This report chronicles "the digitization of work over the last 15 years by examining the rise of
digital skills through job classification frameworks, primarily by using the National Occupational
Classification (NOC) and its American equivalent, O*NET. Their analysis confirms what many of us have already experienced one way or another - jobs that involve more repetitive or routine tasks saw the highest gains in digital advancements and integrations. However, the volume of these same jobs that experienced high digitization usually reached a plateau over time. This report
also investigates how even non-repetitive jobs are increasingly demanding digital knowledge and skills, indicating that the most sought-after skills are constantly changing over time...

Jobs that once required little to no digital skills are increasingly requiring workers to adopt them
into their day-to-day work tasks. Production outputs, resource needs and labour patterns are
perpetually changing, and these changes require new thinking on how we prepare Canadians for
the future of work.

This report offers a comprehensive look into how technology has impacted jobs and workers in the last 15 years. This information is designed to serve as a tool to understand the projected impact of technology on worker outcomes in Canada to ensure that we get the best and avoid the worst of technology-driven innovation."

Some key findings

"In the last 15 years, occupations associated with routine work saw the highest rates of digitalization. Jobs with the highest rates of digitalization were those that managed data, i.e., property managers, health information management, railway conductors, and scheduling coordinators.

In the last five years, however, jobs most associated with non-routine work are the top movers in digitalization. The top occupations identified were photographic and film processors, physicians, and engineering inspectors.

Digital technologies assist workers with carrying out work requiring a high level of reasoning and analytical skills. Workers who used technology to perform routine tasks saw more independence and autonomy in how they carried out their work, leaving them to focus on tasks that required more analytical thinking and higher reasoning.

Pilots and translators were leading occupations for digital adoption between 2006 to 2016. During the 2016 to 2021 period, however, their pace of digitalization fell so significantly that compared to other occupations across the total (15 year) period examined, they present as digital adoption laggards.

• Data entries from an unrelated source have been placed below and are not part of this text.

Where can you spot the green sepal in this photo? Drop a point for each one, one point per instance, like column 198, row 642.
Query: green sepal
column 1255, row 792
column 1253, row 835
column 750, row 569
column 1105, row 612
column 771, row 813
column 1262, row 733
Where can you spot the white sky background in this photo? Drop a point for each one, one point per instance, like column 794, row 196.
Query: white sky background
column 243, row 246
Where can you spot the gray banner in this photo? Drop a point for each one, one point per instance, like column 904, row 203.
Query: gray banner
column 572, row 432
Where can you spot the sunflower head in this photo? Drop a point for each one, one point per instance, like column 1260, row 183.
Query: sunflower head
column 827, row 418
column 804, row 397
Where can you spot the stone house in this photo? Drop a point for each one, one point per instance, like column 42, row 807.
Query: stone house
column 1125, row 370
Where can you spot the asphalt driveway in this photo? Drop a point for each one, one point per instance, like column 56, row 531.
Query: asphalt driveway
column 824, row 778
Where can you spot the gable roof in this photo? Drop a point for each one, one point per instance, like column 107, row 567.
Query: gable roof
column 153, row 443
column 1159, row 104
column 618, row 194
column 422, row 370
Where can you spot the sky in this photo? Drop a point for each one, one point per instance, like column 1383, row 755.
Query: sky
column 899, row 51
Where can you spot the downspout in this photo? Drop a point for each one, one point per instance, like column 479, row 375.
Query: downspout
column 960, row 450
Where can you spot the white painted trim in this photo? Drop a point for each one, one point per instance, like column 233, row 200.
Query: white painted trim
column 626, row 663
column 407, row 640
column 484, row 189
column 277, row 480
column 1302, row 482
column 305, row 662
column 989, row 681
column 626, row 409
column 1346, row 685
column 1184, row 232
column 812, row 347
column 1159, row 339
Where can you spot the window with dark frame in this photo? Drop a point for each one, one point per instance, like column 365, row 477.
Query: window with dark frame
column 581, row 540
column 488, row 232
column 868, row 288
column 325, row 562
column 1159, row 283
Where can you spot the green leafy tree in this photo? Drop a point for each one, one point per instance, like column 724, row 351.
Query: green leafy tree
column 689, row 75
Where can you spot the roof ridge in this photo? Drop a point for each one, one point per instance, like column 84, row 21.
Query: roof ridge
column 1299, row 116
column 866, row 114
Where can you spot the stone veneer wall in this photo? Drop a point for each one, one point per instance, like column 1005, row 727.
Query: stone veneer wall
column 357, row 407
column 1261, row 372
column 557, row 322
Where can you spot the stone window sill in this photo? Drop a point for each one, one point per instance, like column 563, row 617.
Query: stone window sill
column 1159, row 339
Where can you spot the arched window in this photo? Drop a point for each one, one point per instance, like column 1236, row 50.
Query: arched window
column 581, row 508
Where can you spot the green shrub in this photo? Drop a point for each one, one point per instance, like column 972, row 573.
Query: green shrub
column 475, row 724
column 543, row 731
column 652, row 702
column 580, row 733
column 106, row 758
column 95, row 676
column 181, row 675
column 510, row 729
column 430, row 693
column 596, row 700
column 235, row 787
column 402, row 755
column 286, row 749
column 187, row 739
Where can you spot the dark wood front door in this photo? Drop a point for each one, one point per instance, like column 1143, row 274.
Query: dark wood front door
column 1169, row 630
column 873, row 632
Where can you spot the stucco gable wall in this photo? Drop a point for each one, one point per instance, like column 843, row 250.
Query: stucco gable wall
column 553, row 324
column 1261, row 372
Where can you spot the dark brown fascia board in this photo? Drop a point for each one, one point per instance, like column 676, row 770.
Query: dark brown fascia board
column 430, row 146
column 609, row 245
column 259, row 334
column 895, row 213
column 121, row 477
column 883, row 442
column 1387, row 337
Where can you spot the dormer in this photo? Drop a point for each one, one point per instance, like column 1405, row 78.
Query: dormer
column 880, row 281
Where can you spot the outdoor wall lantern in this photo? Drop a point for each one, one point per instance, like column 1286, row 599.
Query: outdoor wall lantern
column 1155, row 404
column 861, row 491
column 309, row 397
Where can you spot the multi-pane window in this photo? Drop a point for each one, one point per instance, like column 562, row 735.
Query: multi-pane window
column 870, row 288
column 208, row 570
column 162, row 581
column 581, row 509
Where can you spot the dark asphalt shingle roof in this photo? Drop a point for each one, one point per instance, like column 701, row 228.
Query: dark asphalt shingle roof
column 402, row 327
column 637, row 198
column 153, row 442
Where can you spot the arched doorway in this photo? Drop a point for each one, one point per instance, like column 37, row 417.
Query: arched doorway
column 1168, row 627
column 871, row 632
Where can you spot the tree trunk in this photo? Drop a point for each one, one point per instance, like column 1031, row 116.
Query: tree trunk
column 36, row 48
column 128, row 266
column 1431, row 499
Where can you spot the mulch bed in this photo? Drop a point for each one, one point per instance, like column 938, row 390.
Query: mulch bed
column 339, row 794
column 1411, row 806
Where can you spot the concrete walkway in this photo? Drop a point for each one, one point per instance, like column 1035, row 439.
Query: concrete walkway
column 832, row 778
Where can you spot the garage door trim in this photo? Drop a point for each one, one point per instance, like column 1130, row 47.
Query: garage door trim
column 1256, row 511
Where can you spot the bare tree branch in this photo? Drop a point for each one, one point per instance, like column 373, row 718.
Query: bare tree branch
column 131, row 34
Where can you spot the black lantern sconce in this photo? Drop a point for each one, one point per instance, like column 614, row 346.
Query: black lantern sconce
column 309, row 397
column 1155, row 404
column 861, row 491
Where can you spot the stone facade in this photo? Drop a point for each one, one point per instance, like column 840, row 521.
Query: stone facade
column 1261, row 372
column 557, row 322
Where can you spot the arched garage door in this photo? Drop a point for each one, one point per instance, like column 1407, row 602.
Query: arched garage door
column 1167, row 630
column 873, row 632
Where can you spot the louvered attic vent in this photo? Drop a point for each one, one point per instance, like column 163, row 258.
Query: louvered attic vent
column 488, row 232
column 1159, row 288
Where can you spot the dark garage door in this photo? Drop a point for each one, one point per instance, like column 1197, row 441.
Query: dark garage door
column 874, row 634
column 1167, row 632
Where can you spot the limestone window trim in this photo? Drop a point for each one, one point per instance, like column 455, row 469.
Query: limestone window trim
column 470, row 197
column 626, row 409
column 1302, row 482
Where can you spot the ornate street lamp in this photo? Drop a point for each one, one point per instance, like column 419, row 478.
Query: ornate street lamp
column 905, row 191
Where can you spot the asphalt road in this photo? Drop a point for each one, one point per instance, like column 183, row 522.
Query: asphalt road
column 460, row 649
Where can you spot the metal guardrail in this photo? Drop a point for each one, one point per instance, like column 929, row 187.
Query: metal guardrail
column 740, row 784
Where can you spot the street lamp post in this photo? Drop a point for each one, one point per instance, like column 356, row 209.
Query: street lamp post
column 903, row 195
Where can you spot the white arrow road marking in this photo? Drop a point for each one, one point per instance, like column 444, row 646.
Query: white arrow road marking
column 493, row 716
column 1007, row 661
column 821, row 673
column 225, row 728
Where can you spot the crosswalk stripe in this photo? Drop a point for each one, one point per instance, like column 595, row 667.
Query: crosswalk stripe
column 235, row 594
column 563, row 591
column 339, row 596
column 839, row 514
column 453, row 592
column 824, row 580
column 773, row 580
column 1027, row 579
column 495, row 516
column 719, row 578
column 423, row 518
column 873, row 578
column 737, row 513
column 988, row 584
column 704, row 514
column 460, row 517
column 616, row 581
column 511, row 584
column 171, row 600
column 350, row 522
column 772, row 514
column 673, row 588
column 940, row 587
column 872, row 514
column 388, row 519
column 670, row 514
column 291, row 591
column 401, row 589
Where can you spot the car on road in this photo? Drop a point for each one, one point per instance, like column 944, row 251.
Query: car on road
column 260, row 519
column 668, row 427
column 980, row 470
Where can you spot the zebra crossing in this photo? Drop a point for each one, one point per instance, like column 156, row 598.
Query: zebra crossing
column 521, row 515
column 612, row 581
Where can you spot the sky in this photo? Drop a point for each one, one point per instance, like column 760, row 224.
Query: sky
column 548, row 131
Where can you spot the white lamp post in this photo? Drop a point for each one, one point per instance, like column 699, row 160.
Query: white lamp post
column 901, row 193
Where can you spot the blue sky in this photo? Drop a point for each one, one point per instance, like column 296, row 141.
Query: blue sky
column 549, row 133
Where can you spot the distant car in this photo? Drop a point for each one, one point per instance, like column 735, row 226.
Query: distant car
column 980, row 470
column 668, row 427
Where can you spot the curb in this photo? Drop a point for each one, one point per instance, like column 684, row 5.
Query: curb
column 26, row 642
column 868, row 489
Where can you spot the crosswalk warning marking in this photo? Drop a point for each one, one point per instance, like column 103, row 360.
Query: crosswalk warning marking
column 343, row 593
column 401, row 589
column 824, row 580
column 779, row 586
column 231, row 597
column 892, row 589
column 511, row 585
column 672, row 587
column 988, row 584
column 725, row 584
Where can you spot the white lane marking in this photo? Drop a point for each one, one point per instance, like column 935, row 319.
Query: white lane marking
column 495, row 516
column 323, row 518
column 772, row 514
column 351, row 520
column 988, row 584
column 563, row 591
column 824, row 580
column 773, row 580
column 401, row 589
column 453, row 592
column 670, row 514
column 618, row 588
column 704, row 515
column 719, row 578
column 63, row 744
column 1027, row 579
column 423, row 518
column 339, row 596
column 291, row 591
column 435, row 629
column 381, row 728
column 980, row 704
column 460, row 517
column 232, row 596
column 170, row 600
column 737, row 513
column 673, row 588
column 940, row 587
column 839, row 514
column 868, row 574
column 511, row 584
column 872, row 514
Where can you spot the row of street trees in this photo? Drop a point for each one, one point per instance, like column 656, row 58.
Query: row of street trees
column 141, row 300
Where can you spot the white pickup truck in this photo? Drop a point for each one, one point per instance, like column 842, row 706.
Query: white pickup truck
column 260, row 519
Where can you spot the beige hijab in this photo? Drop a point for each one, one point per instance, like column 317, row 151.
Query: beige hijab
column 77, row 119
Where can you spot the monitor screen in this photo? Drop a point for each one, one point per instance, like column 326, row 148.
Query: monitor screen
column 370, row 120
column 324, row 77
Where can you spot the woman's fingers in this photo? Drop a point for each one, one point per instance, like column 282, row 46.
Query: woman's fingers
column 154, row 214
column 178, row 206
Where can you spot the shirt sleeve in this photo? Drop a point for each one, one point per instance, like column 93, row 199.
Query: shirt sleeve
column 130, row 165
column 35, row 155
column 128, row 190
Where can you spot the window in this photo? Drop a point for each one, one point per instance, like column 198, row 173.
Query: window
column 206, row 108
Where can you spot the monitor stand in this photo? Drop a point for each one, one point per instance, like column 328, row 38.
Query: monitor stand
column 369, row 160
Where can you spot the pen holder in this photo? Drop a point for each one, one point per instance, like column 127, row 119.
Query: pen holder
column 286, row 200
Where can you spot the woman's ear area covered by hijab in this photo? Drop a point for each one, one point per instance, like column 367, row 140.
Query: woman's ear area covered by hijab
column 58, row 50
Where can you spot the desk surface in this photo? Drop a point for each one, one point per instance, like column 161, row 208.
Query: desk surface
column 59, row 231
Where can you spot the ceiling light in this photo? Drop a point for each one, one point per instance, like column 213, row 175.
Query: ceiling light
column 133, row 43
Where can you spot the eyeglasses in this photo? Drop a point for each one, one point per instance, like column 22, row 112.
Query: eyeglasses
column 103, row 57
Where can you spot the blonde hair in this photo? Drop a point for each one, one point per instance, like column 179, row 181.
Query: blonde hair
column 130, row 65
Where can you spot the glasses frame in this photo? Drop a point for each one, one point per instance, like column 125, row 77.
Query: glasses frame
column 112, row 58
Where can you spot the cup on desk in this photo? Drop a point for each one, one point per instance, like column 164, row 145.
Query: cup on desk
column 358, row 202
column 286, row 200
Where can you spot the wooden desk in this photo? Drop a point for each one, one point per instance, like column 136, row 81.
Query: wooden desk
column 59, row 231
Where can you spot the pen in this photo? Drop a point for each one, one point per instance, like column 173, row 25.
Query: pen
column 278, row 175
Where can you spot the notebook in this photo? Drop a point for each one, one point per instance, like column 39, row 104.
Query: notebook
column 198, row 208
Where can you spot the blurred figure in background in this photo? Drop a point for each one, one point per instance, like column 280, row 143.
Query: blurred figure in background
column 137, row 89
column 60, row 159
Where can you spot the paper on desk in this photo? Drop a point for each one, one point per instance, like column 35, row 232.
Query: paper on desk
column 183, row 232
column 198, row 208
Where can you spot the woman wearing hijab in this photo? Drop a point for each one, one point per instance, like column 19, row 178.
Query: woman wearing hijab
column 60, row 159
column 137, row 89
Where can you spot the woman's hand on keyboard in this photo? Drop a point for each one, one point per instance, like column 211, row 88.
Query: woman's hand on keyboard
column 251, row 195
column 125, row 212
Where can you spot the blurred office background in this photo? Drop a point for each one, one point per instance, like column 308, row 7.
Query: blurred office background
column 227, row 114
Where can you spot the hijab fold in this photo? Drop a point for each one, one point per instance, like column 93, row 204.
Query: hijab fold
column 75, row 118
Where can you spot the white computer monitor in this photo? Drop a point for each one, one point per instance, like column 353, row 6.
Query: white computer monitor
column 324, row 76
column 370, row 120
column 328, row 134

Digital skills in highest demand are constantly changing over the years, which has implications for worker training and risks of hyper-specialization. Malleability, critical thinking, and general knowledge across skills are vital to ensuring workers can adapt to the jobs of tomorrow."

 

Summary

This report chronicles the digitization of work over the last 15 years by examining the rise of digital skills through job classification frameworks.